# Rose Gold Russian.



## bowie (Mar 12, 2005)

Have been looking in my watch box again and found this one rose gold plate auto.








































bowie


----------



## Kutusov (Apr 19, 2010)

Is Kometa the name of the watch? I'm asking because the logo on case-back seems to be a Slava logo?


----------



## bridgeman (Dec 9, 2008)

thats a great looker to find hidden away-does it get wrist time at all? :tongue2:


----------



## Vaurien (Jul 19, 2010)

Kutusov said:


> Is Kometa the name of the watch? I'm asking because the logo on case-back seems to be a Slava logo?
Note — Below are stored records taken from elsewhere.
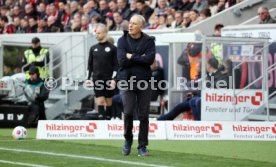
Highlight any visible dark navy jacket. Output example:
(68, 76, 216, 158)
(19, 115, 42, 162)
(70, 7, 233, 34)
(117, 31, 156, 80)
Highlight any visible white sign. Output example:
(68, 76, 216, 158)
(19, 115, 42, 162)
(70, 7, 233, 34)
(201, 89, 264, 121)
(36, 120, 166, 140)
(166, 121, 276, 141)
(36, 121, 276, 141)
(222, 28, 275, 42)
(37, 121, 276, 141)
(241, 45, 254, 56)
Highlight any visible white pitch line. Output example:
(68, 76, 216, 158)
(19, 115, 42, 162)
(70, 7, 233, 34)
(0, 159, 50, 167)
(0, 147, 172, 167)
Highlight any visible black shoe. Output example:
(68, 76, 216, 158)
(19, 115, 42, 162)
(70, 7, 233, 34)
(122, 140, 132, 156)
(138, 147, 149, 156)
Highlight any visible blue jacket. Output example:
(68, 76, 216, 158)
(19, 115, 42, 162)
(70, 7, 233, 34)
(117, 31, 156, 80)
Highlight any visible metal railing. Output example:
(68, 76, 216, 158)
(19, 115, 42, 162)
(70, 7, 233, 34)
(47, 35, 89, 87)
(232, 41, 276, 121)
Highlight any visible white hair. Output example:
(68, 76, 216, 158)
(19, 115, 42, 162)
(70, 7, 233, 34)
(131, 14, 146, 28)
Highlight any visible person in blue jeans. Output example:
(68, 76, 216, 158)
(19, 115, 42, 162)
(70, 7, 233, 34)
(189, 96, 201, 120)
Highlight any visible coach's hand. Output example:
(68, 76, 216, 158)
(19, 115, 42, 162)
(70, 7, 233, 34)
(126, 53, 133, 59)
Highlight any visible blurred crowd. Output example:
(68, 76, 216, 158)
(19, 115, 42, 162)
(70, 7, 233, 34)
(0, 0, 243, 34)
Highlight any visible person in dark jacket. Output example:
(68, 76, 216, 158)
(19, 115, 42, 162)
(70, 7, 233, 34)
(117, 15, 155, 156)
(136, 0, 154, 25)
(218, 58, 233, 88)
(25, 66, 49, 126)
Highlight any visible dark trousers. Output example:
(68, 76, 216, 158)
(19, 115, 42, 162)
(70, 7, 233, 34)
(112, 94, 138, 119)
(158, 99, 191, 120)
(189, 96, 201, 120)
(121, 83, 151, 149)
(28, 103, 46, 125)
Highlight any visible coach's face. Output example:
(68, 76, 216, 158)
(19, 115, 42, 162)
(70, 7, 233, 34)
(128, 16, 142, 37)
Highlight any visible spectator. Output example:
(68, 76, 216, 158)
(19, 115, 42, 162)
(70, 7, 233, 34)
(49, 3, 61, 27)
(181, 11, 191, 28)
(192, 0, 208, 12)
(25, 4, 37, 19)
(118, 0, 133, 21)
(1, 5, 12, 22)
(258, 6, 276, 24)
(113, 11, 129, 31)
(147, 15, 159, 29)
(45, 15, 60, 32)
(81, 14, 90, 32)
(70, 1, 79, 19)
(106, 12, 116, 31)
(58, 2, 65, 12)
(198, 8, 211, 21)
(189, 9, 199, 26)
(87, 0, 99, 12)
(129, 0, 138, 16)
(224, 0, 236, 9)
(177, 0, 194, 11)
(28, 17, 38, 33)
(20, 18, 29, 33)
(217, 0, 226, 13)
(108, 0, 118, 13)
(71, 13, 82, 32)
(155, 0, 169, 15)
(0, 15, 16, 34)
(166, 14, 174, 28)
(98, 0, 110, 23)
(208, 0, 219, 16)
(13, 5, 24, 19)
(136, 0, 154, 24)
(13, 16, 21, 33)
(61, 4, 71, 31)
(171, 10, 183, 29)
(156, 13, 168, 29)
(1, 5, 9, 17)
(89, 15, 101, 33)
(37, 2, 47, 19)
(84, 2, 100, 18)
(37, 17, 47, 33)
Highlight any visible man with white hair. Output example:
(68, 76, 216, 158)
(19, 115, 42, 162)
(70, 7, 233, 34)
(258, 6, 276, 24)
(117, 15, 155, 156)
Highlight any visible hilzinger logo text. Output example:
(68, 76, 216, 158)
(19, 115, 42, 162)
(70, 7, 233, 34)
(205, 92, 262, 105)
(173, 123, 222, 133)
(45, 122, 97, 133)
(107, 123, 158, 133)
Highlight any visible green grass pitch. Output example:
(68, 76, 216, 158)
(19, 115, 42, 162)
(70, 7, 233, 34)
(0, 128, 276, 167)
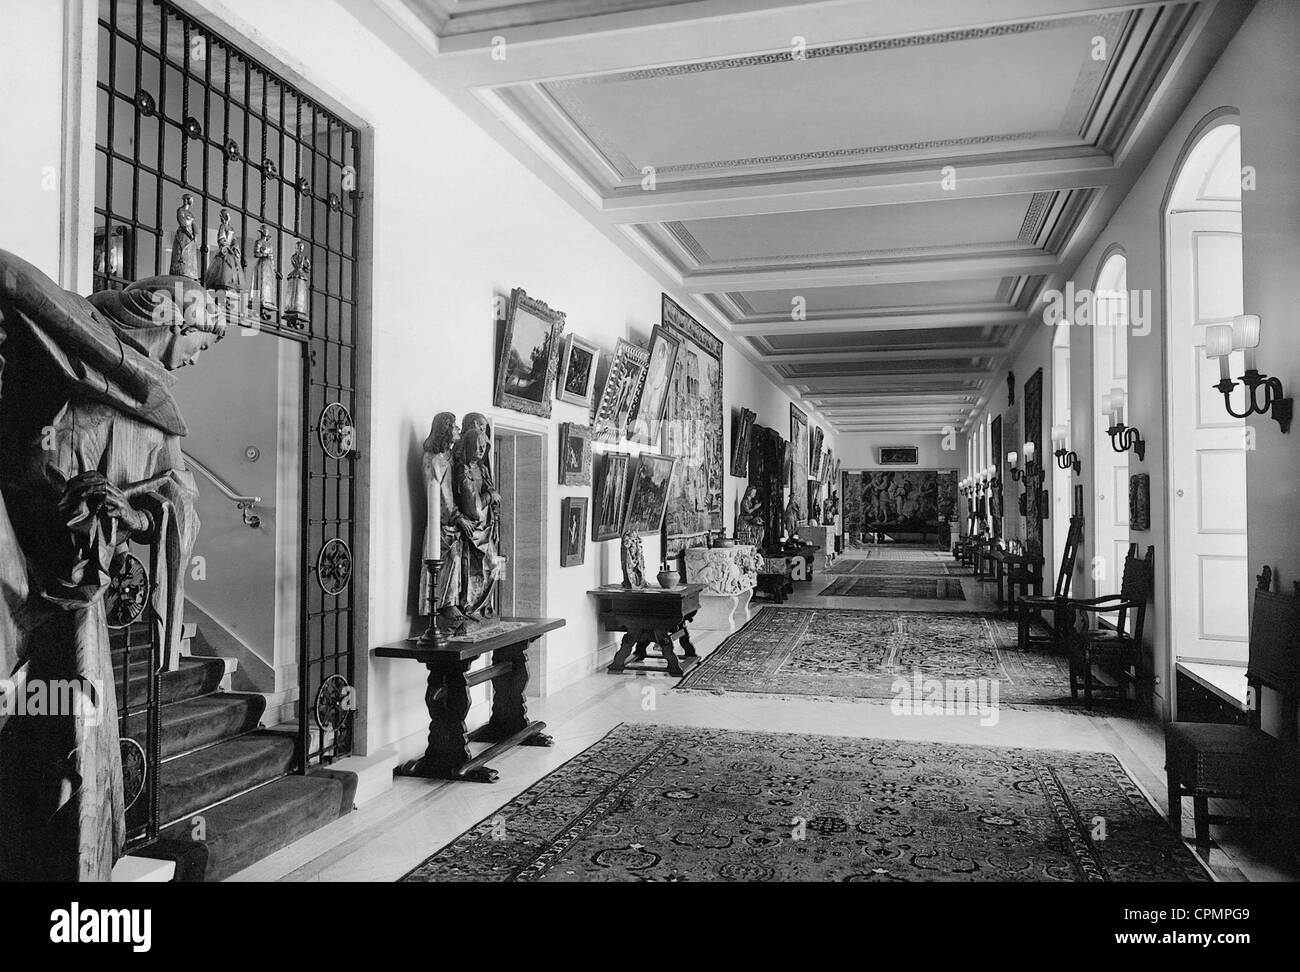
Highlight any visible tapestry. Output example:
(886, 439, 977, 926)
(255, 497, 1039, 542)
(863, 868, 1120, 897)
(677, 607, 1067, 705)
(399, 724, 1210, 882)
(661, 294, 724, 555)
(789, 405, 809, 507)
(827, 559, 961, 576)
(818, 576, 965, 600)
(842, 470, 958, 534)
(1024, 368, 1044, 557)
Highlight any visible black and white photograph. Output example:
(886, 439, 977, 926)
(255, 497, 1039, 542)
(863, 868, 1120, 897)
(0, 0, 1290, 943)
(622, 452, 677, 535)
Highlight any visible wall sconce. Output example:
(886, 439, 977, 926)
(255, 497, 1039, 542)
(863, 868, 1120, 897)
(1007, 451, 1024, 482)
(1103, 387, 1145, 461)
(985, 464, 1001, 491)
(1052, 423, 1081, 474)
(1205, 315, 1293, 433)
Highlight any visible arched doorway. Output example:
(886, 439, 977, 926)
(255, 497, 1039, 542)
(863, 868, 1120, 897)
(1092, 249, 1130, 595)
(1163, 118, 1249, 676)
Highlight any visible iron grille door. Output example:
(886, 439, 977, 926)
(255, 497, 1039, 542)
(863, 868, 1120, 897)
(94, 0, 359, 785)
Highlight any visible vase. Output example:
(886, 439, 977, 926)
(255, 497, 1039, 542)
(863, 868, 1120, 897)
(657, 568, 680, 589)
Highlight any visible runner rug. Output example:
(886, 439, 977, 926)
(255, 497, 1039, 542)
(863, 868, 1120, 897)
(827, 559, 962, 577)
(676, 607, 1067, 704)
(819, 576, 966, 600)
(399, 724, 1208, 882)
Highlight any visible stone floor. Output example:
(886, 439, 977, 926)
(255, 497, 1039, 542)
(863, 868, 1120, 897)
(229, 545, 1299, 882)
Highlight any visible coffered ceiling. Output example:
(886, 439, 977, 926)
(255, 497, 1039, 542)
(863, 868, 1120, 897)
(359, 0, 1252, 434)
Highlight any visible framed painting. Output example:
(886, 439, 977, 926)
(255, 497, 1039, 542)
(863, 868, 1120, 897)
(810, 425, 824, 479)
(591, 338, 649, 443)
(630, 324, 681, 442)
(623, 452, 677, 535)
(560, 496, 588, 567)
(494, 288, 565, 418)
(879, 446, 917, 465)
(558, 422, 592, 486)
(730, 407, 756, 478)
(1129, 473, 1151, 531)
(593, 450, 631, 541)
(790, 404, 809, 485)
(557, 334, 601, 408)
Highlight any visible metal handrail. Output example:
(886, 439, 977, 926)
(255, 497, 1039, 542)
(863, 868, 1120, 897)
(182, 450, 263, 528)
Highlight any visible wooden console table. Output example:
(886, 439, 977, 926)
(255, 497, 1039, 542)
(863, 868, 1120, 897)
(589, 584, 702, 677)
(374, 617, 564, 783)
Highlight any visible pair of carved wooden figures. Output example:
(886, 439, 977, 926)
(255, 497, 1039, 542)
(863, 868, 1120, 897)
(420, 412, 504, 627)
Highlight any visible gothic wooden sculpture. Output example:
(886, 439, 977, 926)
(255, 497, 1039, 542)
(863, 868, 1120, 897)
(0, 249, 224, 881)
(620, 532, 646, 589)
(420, 412, 462, 625)
(737, 484, 765, 549)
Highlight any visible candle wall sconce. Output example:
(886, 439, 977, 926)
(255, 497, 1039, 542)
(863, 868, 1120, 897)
(1205, 316, 1293, 433)
(1102, 388, 1145, 461)
(1007, 451, 1024, 483)
(1051, 423, 1081, 474)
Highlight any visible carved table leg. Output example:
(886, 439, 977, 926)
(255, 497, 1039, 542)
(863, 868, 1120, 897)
(398, 658, 497, 782)
(608, 631, 639, 673)
(655, 627, 684, 677)
(678, 626, 698, 659)
(475, 639, 552, 748)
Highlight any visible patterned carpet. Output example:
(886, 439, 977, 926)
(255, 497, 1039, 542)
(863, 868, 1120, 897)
(819, 576, 966, 600)
(399, 724, 1209, 882)
(676, 607, 1068, 704)
(828, 559, 962, 577)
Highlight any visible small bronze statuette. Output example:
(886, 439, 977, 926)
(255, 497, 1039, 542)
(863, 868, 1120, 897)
(203, 208, 246, 322)
(283, 240, 310, 328)
(251, 224, 276, 317)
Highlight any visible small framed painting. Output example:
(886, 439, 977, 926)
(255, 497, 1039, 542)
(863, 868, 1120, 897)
(879, 446, 918, 465)
(623, 452, 677, 534)
(560, 496, 588, 567)
(593, 450, 631, 541)
(494, 288, 565, 418)
(557, 334, 601, 408)
(559, 423, 592, 486)
(1129, 473, 1151, 531)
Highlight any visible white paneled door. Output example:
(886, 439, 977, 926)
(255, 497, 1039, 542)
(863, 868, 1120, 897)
(1167, 212, 1248, 664)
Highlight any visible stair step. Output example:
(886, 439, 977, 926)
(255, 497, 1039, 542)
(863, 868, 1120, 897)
(157, 772, 355, 882)
(113, 657, 226, 708)
(153, 731, 297, 825)
(124, 693, 266, 760)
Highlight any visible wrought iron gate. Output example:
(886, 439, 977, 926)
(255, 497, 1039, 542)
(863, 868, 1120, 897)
(94, 0, 359, 844)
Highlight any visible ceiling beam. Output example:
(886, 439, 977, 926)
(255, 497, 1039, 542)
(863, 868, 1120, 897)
(760, 344, 1004, 365)
(730, 309, 1031, 337)
(683, 253, 1058, 291)
(603, 154, 1118, 223)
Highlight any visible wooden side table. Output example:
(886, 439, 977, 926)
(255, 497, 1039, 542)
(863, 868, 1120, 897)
(589, 584, 703, 677)
(374, 617, 564, 783)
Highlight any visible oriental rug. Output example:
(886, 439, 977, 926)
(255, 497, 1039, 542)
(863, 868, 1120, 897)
(819, 576, 966, 600)
(827, 559, 961, 577)
(399, 724, 1209, 882)
(676, 607, 1068, 705)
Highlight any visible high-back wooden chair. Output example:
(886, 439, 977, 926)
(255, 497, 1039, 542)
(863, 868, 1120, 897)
(1064, 543, 1155, 708)
(1164, 588, 1300, 846)
(1015, 514, 1084, 651)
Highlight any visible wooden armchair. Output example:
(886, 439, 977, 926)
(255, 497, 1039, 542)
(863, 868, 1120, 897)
(1015, 515, 1083, 651)
(1064, 543, 1154, 709)
(1164, 589, 1300, 847)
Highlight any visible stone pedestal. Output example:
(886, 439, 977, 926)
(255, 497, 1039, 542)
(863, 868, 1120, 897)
(684, 545, 758, 631)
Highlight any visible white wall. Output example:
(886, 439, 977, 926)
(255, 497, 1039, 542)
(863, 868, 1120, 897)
(0, 0, 835, 757)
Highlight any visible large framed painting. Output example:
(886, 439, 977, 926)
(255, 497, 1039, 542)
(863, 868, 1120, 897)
(630, 324, 681, 443)
(810, 425, 825, 479)
(558, 422, 592, 486)
(494, 288, 565, 418)
(591, 338, 649, 443)
(660, 295, 725, 554)
(730, 406, 756, 478)
(593, 450, 631, 541)
(623, 452, 677, 535)
(789, 404, 809, 498)
(878, 446, 918, 465)
(560, 496, 588, 567)
(991, 414, 1004, 524)
(557, 334, 600, 408)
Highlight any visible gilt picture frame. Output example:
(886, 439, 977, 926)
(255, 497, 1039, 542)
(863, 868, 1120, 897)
(591, 338, 649, 443)
(559, 422, 592, 486)
(623, 452, 678, 535)
(557, 333, 601, 408)
(629, 325, 681, 443)
(560, 496, 588, 567)
(494, 288, 565, 418)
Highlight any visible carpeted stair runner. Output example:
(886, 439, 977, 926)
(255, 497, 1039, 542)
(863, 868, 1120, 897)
(114, 623, 355, 881)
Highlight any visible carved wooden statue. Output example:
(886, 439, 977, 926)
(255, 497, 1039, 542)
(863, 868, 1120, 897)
(203, 208, 245, 294)
(251, 224, 276, 314)
(283, 241, 310, 326)
(452, 417, 502, 619)
(168, 194, 199, 279)
(784, 496, 802, 541)
(419, 412, 461, 623)
(737, 484, 765, 549)
(0, 249, 224, 881)
(621, 532, 646, 589)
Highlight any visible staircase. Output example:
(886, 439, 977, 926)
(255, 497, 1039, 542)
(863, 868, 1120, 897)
(115, 621, 356, 882)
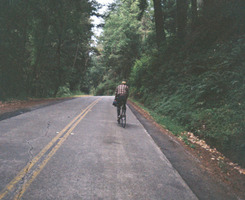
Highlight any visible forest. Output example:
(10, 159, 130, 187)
(0, 0, 244, 167)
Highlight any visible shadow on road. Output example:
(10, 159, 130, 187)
(117, 122, 140, 129)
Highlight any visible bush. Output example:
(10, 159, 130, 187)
(56, 85, 71, 97)
(129, 35, 245, 167)
(95, 79, 116, 96)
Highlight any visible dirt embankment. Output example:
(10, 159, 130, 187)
(0, 98, 75, 121)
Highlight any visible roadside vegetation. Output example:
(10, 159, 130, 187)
(1, 0, 244, 167)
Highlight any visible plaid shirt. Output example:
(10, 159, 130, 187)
(115, 84, 129, 98)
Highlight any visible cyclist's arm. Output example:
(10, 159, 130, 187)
(115, 86, 118, 98)
(126, 86, 129, 99)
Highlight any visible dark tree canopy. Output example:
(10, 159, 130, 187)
(0, 0, 97, 99)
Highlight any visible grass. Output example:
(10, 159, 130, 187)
(130, 98, 185, 137)
(130, 98, 198, 150)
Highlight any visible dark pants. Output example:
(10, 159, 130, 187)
(117, 95, 127, 117)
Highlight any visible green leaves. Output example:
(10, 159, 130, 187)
(101, 0, 141, 80)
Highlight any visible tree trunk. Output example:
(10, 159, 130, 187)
(203, 0, 212, 10)
(54, 34, 62, 96)
(191, 0, 198, 30)
(153, 0, 165, 48)
(176, 0, 188, 40)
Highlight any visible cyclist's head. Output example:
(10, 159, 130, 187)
(122, 81, 126, 85)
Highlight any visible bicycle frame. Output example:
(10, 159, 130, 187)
(120, 107, 126, 128)
(117, 106, 126, 128)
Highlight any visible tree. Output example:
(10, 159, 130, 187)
(0, 0, 96, 99)
(191, 0, 198, 30)
(176, 0, 188, 41)
(152, 0, 166, 47)
(0, 0, 30, 98)
(101, 0, 141, 80)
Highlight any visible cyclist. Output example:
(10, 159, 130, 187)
(115, 81, 129, 123)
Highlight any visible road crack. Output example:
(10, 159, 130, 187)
(45, 121, 51, 136)
(14, 121, 52, 198)
(13, 140, 34, 199)
(26, 140, 34, 160)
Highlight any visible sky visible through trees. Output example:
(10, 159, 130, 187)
(91, 0, 114, 38)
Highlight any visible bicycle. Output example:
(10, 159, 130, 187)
(118, 106, 126, 128)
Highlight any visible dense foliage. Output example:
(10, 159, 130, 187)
(93, 0, 245, 167)
(0, 0, 97, 99)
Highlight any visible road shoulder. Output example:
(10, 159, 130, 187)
(0, 98, 75, 121)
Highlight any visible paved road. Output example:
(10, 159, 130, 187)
(0, 96, 197, 200)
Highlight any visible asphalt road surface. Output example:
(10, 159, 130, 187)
(0, 96, 204, 199)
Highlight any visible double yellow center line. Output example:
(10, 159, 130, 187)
(0, 98, 101, 200)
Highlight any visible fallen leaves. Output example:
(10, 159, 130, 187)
(179, 131, 245, 175)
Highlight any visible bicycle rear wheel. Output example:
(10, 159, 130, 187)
(117, 115, 120, 124)
(121, 109, 126, 128)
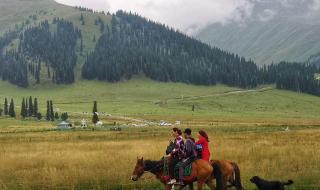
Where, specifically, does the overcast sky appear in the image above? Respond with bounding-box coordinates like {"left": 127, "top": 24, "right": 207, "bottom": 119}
{"left": 55, "top": 0, "right": 320, "bottom": 35}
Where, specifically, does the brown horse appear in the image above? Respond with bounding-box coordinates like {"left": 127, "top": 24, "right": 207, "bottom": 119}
{"left": 210, "top": 160, "right": 244, "bottom": 190}
{"left": 131, "top": 157, "right": 224, "bottom": 190}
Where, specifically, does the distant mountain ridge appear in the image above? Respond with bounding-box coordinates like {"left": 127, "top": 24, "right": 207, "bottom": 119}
{"left": 197, "top": 0, "right": 320, "bottom": 65}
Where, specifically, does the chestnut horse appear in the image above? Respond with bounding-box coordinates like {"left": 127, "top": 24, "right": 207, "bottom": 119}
{"left": 210, "top": 160, "right": 244, "bottom": 190}
{"left": 131, "top": 157, "right": 224, "bottom": 190}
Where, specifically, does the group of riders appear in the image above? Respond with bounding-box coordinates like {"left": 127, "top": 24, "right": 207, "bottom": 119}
{"left": 167, "top": 127, "right": 211, "bottom": 186}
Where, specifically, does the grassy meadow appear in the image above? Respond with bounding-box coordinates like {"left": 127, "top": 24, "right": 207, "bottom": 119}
{"left": 0, "top": 78, "right": 320, "bottom": 189}
{"left": 0, "top": 123, "right": 320, "bottom": 190}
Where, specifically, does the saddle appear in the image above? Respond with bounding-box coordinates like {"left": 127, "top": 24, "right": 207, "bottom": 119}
{"left": 174, "top": 161, "right": 193, "bottom": 177}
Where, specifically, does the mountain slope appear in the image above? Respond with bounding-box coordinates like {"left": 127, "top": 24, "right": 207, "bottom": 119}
{"left": 197, "top": 0, "right": 320, "bottom": 65}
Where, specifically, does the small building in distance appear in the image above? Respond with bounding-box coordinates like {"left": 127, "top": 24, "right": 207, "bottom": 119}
{"left": 57, "top": 121, "right": 73, "bottom": 129}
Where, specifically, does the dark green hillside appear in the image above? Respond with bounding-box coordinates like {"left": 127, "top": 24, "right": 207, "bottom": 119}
{"left": 82, "top": 11, "right": 260, "bottom": 88}
{"left": 0, "top": 0, "right": 319, "bottom": 97}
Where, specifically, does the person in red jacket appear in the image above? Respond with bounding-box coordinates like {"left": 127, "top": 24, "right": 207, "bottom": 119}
{"left": 195, "top": 130, "right": 211, "bottom": 162}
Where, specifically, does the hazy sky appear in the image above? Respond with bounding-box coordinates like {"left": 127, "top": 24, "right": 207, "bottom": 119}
{"left": 55, "top": 0, "right": 320, "bottom": 35}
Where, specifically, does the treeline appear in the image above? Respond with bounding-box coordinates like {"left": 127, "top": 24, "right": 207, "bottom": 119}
{"left": 19, "top": 19, "right": 81, "bottom": 84}
{"left": 0, "top": 97, "right": 69, "bottom": 121}
{"left": 74, "top": 6, "right": 111, "bottom": 15}
{"left": 0, "top": 98, "right": 16, "bottom": 117}
{"left": 260, "top": 62, "right": 320, "bottom": 96}
{"left": 82, "top": 11, "right": 260, "bottom": 88}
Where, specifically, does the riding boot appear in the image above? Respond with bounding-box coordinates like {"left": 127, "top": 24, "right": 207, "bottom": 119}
{"left": 179, "top": 166, "right": 184, "bottom": 185}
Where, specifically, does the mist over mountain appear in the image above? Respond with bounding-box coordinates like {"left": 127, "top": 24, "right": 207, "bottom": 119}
{"left": 197, "top": 0, "right": 320, "bottom": 65}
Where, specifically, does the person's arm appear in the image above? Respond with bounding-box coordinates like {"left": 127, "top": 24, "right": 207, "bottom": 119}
{"left": 171, "top": 139, "right": 181, "bottom": 154}
{"left": 196, "top": 137, "right": 205, "bottom": 145}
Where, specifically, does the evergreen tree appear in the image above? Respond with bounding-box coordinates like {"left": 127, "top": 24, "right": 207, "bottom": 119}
{"left": 80, "top": 13, "right": 84, "bottom": 21}
{"left": 92, "top": 112, "right": 99, "bottom": 125}
{"left": 9, "top": 99, "right": 16, "bottom": 118}
{"left": 61, "top": 112, "right": 69, "bottom": 121}
{"left": 33, "top": 98, "right": 38, "bottom": 117}
{"left": 25, "top": 97, "right": 29, "bottom": 114}
{"left": 50, "top": 100, "right": 54, "bottom": 121}
{"left": 36, "top": 113, "right": 42, "bottom": 120}
{"left": 21, "top": 98, "right": 26, "bottom": 118}
{"left": 80, "top": 37, "right": 83, "bottom": 53}
{"left": 46, "top": 101, "right": 50, "bottom": 121}
{"left": 4, "top": 98, "right": 8, "bottom": 115}
{"left": 28, "top": 96, "right": 33, "bottom": 117}
{"left": 54, "top": 112, "right": 59, "bottom": 120}
{"left": 93, "top": 101, "right": 98, "bottom": 113}
{"left": 92, "top": 101, "right": 99, "bottom": 124}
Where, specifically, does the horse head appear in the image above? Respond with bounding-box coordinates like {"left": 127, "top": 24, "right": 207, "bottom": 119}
{"left": 131, "top": 157, "right": 144, "bottom": 181}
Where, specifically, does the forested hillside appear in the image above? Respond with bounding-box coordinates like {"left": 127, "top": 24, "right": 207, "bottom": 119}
{"left": 0, "top": 0, "right": 319, "bottom": 97}
{"left": 82, "top": 11, "right": 259, "bottom": 88}
{"left": 20, "top": 19, "right": 81, "bottom": 84}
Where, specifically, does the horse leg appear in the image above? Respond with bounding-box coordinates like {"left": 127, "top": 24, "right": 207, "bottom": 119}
{"left": 197, "top": 181, "right": 205, "bottom": 190}
{"left": 188, "top": 183, "right": 194, "bottom": 190}
{"left": 206, "top": 179, "right": 216, "bottom": 190}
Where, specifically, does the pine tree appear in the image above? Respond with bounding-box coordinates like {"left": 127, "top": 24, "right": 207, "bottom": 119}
{"left": 33, "top": 98, "right": 38, "bottom": 116}
{"left": 36, "top": 113, "right": 42, "bottom": 120}
{"left": 4, "top": 98, "right": 8, "bottom": 115}
{"left": 80, "top": 37, "right": 83, "bottom": 53}
{"left": 80, "top": 13, "right": 84, "bottom": 21}
{"left": 61, "top": 112, "right": 69, "bottom": 121}
{"left": 92, "top": 112, "right": 99, "bottom": 125}
{"left": 25, "top": 97, "right": 29, "bottom": 114}
{"left": 93, "top": 101, "right": 98, "bottom": 113}
{"left": 92, "top": 101, "right": 99, "bottom": 124}
{"left": 46, "top": 101, "right": 50, "bottom": 121}
{"left": 9, "top": 99, "right": 16, "bottom": 118}
{"left": 50, "top": 100, "right": 54, "bottom": 121}
{"left": 21, "top": 98, "right": 26, "bottom": 118}
{"left": 54, "top": 112, "right": 59, "bottom": 120}
{"left": 28, "top": 96, "right": 33, "bottom": 117}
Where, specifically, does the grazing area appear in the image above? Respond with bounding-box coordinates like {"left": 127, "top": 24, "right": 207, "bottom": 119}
{"left": 0, "top": 120, "right": 320, "bottom": 190}
{"left": 0, "top": 78, "right": 320, "bottom": 189}
{"left": 1, "top": 1, "right": 320, "bottom": 190}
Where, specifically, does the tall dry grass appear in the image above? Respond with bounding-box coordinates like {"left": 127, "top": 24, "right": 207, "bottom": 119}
{"left": 0, "top": 127, "right": 319, "bottom": 189}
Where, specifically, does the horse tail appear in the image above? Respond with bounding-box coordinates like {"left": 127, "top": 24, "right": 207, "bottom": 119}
{"left": 231, "top": 162, "right": 243, "bottom": 190}
{"left": 213, "top": 162, "right": 224, "bottom": 190}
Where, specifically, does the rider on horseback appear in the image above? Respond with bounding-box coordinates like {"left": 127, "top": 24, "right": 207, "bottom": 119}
{"left": 177, "top": 128, "right": 197, "bottom": 185}
{"left": 168, "top": 127, "right": 184, "bottom": 185}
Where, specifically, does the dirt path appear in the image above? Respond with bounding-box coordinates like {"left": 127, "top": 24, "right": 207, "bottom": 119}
{"left": 164, "top": 87, "right": 273, "bottom": 102}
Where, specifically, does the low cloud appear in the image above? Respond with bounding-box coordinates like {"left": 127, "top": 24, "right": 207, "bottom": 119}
{"left": 55, "top": 0, "right": 320, "bottom": 35}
Kometa is a sub-brand of Slava, I think created in the 2000-ies.


----------



## Kutusov (Apr 19, 2010)

Vaurien said:


> Kometa is a sub-brand of Slava, I think created in the 2000-ies.


That explains then... thanks! :thumbsup:


----------



## bosartis (Nov 15, 2009)

Great looking watch - I think I'd certainly wear it - AND it's unusual.


----------



## bowie (Mar 12, 2005)

Thanks lads think i got it in 2005,had it on the wrist only a few times,prefer divers type watches now






















http://

bowie


----------



## Kutusov (Apr 19, 2010)

I think it's a really cool watch and I usually hate gold(en) watches! I don't know what's about Russians watches that makes me like them so much...


----------



## Guest (Sep 16, 2010)

Kutusov said:


> I think it's a really cool watch and I usually hate gold(en) watches! I don't know what's about Russian watches that makes me like them so much...


I'm not normally a fan, but even I rather like this one.


----------